Un hombre y su perro

Daniel Ferreira

Estoy aburrida con ese perro, Ricardo: llévelo y déjelo en la autopista.

Hablaba La Mandona. Era una orden. Había que hacerle caso porque era el hijo fracasado viviendo bajo su techo. Yo, obediente, fui a deshacerme del animal. El perro era negro. Un descuido de pitbull-weiler con perro bóxer: pitbox-casiweiler. Lo habían traído de regalo, a casa de La Mandona. A ella le urgía un perro, guardián, porque el anterior se quedó ciego y murió, de un tiro. A sus perros guardianes mi madre no los recibía de inmediato. Los sometía a prueba. Lo dejaba en el patio amarrado a la intemperie. Después de esa prueba, lo debaja entrar en la casa. Si se poposeaba (en casa no preguntaban “¿ya cagó?”, sino “¿ya poposeó?” que sonaba dulcificado) en el comedor, la cocina, la alfombra de la sala, entonces alguien se deshacía del animal dejándolo abandonado en la autopista, por órdenes de La Mandona. La Mandona era mi madre.

Llevé al perro en el tanque de guerra de mi papá, un Landrover, por cuatro curvas, hasta que el tráfico se interrumpió, una pausa, un silencio, en la autopista. Entonces me detuve. Eché las luces estacionarias. Abrí la puerta y salí del carro con el perro negro en brazos. Me adentré en los matorrales y lo vi avanzar unos metros con las orejas caídas y el rabo entre las patas. Hice un chistido, para que se espantara y corriera monte adentro. Regresé. Subí al tanque de guerra y miré por el retrovisor.

El perro regresaba, detrás de mí. Por la autopista venía un furgón de carga. El perro se asustó con el ruido del motor y retrocedió monte adentro.

Más le vale, perro, o le puede ir muy mal en la autopista, pensé.

Aceleré y me fui de allí, tras la chimenea de humo espeso del camión de carga.

Me había divorciado. Almorzaba todos los días en casa de La Mandona, mi madre, que no escatimaba palabras y gestos para referirse a mí como el hijo fracasado, el que había abandonado la licenciatura por los deportes, el que había dado con una mujer infiel, el que no tenía trabajo decente y por eso debía cuidar el negocio familiar: un parqueadero de carros en el centro.

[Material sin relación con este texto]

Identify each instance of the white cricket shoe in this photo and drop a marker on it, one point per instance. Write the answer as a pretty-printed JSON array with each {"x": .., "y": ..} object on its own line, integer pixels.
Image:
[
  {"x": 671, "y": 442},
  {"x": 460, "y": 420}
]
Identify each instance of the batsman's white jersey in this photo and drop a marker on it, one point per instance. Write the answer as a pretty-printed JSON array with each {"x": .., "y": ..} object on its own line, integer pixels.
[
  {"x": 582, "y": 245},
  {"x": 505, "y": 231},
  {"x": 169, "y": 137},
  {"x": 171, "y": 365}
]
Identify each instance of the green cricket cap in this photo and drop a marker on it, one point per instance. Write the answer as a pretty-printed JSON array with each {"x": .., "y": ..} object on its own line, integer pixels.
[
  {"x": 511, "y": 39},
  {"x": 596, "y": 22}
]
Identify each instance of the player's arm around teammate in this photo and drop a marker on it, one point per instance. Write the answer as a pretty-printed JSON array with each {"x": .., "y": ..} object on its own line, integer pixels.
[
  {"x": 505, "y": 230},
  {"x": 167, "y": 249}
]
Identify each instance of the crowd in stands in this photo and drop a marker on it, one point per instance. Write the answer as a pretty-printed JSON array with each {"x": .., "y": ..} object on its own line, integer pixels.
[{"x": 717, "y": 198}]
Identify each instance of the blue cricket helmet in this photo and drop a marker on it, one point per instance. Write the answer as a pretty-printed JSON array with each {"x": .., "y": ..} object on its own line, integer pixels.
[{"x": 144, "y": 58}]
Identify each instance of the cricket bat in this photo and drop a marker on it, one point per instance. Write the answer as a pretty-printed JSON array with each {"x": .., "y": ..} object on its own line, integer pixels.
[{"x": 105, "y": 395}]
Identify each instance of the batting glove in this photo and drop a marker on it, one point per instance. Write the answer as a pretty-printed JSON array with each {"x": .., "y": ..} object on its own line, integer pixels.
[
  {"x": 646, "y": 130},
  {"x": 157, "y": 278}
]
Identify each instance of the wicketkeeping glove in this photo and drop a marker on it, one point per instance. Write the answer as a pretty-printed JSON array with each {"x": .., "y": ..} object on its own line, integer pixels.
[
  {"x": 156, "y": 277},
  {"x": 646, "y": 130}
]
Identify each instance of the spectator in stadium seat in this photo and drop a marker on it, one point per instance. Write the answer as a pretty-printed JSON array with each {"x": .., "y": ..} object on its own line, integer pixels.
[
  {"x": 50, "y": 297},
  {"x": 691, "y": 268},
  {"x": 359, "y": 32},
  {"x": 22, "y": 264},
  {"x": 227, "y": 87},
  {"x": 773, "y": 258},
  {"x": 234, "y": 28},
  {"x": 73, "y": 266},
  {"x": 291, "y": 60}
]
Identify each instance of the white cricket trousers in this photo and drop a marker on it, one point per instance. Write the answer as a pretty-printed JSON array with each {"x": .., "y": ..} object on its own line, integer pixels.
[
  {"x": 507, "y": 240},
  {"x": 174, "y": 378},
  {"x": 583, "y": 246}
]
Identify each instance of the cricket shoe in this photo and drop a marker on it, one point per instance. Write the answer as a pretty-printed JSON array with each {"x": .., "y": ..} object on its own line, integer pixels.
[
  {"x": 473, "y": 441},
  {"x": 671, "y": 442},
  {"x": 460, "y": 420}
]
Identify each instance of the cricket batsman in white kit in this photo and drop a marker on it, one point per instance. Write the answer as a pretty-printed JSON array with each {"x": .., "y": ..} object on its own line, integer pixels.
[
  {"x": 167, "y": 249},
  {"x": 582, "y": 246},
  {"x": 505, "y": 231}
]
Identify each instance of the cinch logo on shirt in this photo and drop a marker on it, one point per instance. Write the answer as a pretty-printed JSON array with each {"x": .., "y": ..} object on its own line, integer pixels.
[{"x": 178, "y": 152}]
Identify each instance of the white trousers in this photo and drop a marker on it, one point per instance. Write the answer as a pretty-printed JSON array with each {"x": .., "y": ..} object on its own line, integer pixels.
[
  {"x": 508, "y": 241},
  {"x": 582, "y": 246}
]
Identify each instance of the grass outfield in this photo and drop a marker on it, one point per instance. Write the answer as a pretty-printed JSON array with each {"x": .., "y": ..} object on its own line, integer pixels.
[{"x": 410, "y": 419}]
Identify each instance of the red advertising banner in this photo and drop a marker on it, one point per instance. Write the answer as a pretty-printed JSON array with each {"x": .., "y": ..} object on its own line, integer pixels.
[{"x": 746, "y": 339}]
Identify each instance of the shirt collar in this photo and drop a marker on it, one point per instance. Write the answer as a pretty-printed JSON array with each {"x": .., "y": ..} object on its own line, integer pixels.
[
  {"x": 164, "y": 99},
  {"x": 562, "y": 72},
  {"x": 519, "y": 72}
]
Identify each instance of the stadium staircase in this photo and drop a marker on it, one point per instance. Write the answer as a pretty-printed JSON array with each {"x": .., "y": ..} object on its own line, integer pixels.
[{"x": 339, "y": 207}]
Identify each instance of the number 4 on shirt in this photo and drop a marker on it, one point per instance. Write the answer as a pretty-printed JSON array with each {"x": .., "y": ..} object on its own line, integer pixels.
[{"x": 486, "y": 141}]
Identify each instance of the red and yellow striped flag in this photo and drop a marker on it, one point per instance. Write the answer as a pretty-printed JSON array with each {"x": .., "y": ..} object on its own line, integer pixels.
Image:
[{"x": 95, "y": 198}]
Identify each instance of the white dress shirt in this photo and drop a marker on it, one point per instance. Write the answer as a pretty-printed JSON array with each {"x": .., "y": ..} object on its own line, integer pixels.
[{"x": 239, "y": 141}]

Para ganarme unos pesos, trabajaba y dormía en el parqueadero de carros. Estaba en ese parqueadero todo el día, y de noche me iba a los bares de jóvenes y a las cantinas de veteranos y amanecía en los moteles de la autopista con alguna mujer que tuviera el pelo teñido con agua oxigenada.

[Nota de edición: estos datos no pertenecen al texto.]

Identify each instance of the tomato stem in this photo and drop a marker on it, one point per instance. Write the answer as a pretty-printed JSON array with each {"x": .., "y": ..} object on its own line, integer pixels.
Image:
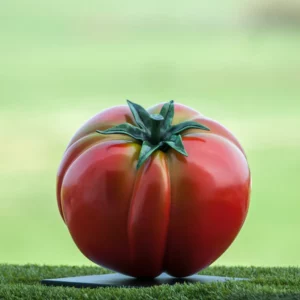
[
  {"x": 157, "y": 121},
  {"x": 155, "y": 131}
]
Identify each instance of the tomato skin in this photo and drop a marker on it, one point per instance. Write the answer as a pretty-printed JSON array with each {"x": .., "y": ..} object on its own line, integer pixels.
[{"x": 175, "y": 214}]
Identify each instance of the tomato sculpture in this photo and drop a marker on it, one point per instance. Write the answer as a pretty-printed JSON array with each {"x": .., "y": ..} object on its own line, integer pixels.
[{"x": 149, "y": 191}]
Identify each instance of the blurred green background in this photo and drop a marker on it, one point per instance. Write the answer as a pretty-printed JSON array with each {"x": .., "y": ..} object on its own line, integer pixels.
[{"x": 63, "y": 61}]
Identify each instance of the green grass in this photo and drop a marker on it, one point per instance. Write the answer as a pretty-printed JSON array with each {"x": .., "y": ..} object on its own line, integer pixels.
[{"x": 22, "y": 282}]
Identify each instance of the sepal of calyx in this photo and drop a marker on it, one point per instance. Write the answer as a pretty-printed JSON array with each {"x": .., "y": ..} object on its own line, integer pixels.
[{"x": 155, "y": 131}]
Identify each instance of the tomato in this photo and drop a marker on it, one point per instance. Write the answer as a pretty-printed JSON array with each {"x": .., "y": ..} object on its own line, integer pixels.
[{"x": 149, "y": 191}]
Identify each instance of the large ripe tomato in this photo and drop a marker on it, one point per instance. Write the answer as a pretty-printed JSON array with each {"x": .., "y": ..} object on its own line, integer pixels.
[{"x": 167, "y": 190}]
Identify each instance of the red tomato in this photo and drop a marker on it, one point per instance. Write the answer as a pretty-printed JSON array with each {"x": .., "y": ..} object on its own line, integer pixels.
[{"x": 175, "y": 213}]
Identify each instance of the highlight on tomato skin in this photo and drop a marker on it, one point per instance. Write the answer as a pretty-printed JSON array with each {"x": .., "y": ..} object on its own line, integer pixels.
[{"x": 143, "y": 192}]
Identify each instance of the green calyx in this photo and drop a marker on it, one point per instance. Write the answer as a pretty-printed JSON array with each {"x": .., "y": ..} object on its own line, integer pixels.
[{"x": 155, "y": 131}]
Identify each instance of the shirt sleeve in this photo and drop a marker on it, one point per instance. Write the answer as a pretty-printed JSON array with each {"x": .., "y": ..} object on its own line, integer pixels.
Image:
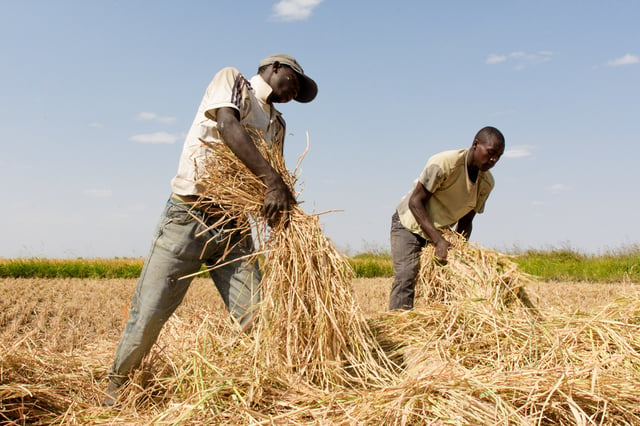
[
  {"x": 227, "y": 89},
  {"x": 432, "y": 176},
  {"x": 486, "y": 186}
]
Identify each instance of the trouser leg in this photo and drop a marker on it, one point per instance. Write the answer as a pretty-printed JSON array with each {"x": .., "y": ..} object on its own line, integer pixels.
[
  {"x": 175, "y": 252},
  {"x": 238, "y": 281},
  {"x": 405, "y": 251}
]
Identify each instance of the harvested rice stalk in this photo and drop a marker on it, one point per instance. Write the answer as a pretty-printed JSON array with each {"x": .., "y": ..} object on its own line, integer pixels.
[
  {"x": 472, "y": 365},
  {"x": 310, "y": 327},
  {"x": 471, "y": 273}
]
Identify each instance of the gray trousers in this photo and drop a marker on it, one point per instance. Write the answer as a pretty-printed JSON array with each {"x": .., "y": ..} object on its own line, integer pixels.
[
  {"x": 405, "y": 251},
  {"x": 176, "y": 251}
]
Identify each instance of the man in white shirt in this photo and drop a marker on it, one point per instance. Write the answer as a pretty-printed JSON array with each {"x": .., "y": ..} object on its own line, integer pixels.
[
  {"x": 230, "y": 104},
  {"x": 452, "y": 188}
]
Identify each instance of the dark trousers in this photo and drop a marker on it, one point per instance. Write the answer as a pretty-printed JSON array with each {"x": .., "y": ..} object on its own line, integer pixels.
[{"x": 405, "y": 251}]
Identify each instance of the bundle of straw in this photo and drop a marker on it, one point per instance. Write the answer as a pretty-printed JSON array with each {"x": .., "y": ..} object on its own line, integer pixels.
[
  {"x": 471, "y": 273},
  {"x": 310, "y": 330},
  {"x": 473, "y": 365}
]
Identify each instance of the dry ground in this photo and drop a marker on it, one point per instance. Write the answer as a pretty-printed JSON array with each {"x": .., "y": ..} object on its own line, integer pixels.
[{"x": 78, "y": 322}]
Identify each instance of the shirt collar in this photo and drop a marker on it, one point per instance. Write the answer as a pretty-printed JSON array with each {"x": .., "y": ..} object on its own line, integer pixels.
[{"x": 261, "y": 88}]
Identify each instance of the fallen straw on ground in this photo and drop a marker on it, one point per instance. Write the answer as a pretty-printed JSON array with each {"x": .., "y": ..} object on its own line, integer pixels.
[{"x": 473, "y": 352}]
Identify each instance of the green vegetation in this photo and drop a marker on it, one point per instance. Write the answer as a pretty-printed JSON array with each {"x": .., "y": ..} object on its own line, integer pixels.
[
  {"x": 70, "y": 268},
  {"x": 568, "y": 265},
  {"x": 371, "y": 265},
  {"x": 550, "y": 265}
]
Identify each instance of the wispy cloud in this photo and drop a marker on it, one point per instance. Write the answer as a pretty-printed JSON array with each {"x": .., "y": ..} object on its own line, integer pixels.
[
  {"x": 558, "y": 188},
  {"x": 153, "y": 138},
  {"x": 152, "y": 116},
  {"x": 519, "y": 151},
  {"x": 294, "y": 10},
  {"x": 627, "y": 59},
  {"x": 495, "y": 59},
  {"x": 98, "y": 193},
  {"x": 520, "y": 59}
]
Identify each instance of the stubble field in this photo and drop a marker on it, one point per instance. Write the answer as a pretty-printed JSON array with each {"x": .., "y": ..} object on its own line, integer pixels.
[{"x": 58, "y": 337}]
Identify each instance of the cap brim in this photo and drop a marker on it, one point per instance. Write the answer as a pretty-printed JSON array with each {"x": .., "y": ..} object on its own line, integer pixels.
[{"x": 308, "y": 89}]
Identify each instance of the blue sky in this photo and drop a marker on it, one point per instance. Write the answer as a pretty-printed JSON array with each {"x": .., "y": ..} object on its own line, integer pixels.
[{"x": 96, "y": 98}]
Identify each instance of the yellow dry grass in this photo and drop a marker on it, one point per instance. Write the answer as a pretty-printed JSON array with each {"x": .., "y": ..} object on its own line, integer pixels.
[
  {"x": 322, "y": 351},
  {"x": 58, "y": 338}
]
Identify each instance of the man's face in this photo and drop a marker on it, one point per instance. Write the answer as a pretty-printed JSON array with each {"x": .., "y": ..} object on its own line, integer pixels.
[
  {"x": 285, "y": 84},
  {"x": 487, "y": 153}
]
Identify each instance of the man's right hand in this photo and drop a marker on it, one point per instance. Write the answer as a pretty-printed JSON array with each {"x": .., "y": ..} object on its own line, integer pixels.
[
  {"x": 442, "y": 248},
  {"x": 278, "y": 201}
]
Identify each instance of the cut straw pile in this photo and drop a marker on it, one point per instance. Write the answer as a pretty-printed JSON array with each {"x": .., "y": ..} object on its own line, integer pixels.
[
  {"x": 471, "y": 273},
  {"x": 474, "y": 351},
  {"x": 310, "y": 331}
]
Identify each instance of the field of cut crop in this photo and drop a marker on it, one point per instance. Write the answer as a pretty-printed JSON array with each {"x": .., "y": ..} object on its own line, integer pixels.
[{"x": 58, "y": 337}]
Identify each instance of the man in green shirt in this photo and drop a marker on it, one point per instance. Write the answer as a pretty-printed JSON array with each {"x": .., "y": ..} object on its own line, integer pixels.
[{"x": 452, "y": 188}]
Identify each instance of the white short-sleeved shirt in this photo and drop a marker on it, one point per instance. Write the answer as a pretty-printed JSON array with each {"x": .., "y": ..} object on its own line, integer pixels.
[
  {"x": 231, "y": 89},
  {"x": 453, "y": 194}
]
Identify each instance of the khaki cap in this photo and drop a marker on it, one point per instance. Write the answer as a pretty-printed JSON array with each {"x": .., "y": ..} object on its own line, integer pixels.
[{"x": 308, "y": 87}]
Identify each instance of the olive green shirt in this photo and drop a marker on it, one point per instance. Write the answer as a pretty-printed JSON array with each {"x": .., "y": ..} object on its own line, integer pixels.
[{"x": 454, "y": 195}]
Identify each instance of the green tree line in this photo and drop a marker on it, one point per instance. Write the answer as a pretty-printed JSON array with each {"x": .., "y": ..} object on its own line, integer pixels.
[{"x": 561, "y": 264}]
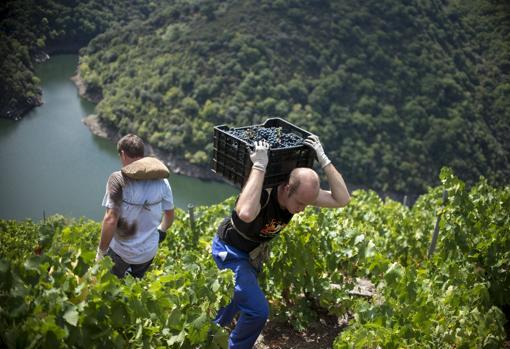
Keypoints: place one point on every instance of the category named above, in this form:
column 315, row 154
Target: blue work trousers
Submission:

El rubio de tintura me la recordaba a ella, a la mujer que me traicionó.

Una noche conocí a una mujer de cabellera rubia y rizada, con las raíces del pelo negras. Bailamos sin hablar. La invité a cerveza y le conté parcialmente la historia del divorcio. Tenía esa mala costumbre: le contaba mi divorcio a todos, sin que me preguntaran nada. A ella le resumí los dos años que pasé tendido en una cama, en casa de mi madre, oyendo Las Malparidas Volumen 5: un disco compacto con todas las canciones de despecho y música de traiciones que un encabronado pudiera imaginar. Le conté que lo peor de todo no era que mi ex se hubiese acostado con un muchacho quince años menor que ella. Lo peor, dije, es que me hubiera abandonado para llevarse a ese muchacho a vivir en nuestra casa (conmigo nunca trabajó, yo todo se lo di) para acabar por irse a trabajar a un banco y mantenerlo.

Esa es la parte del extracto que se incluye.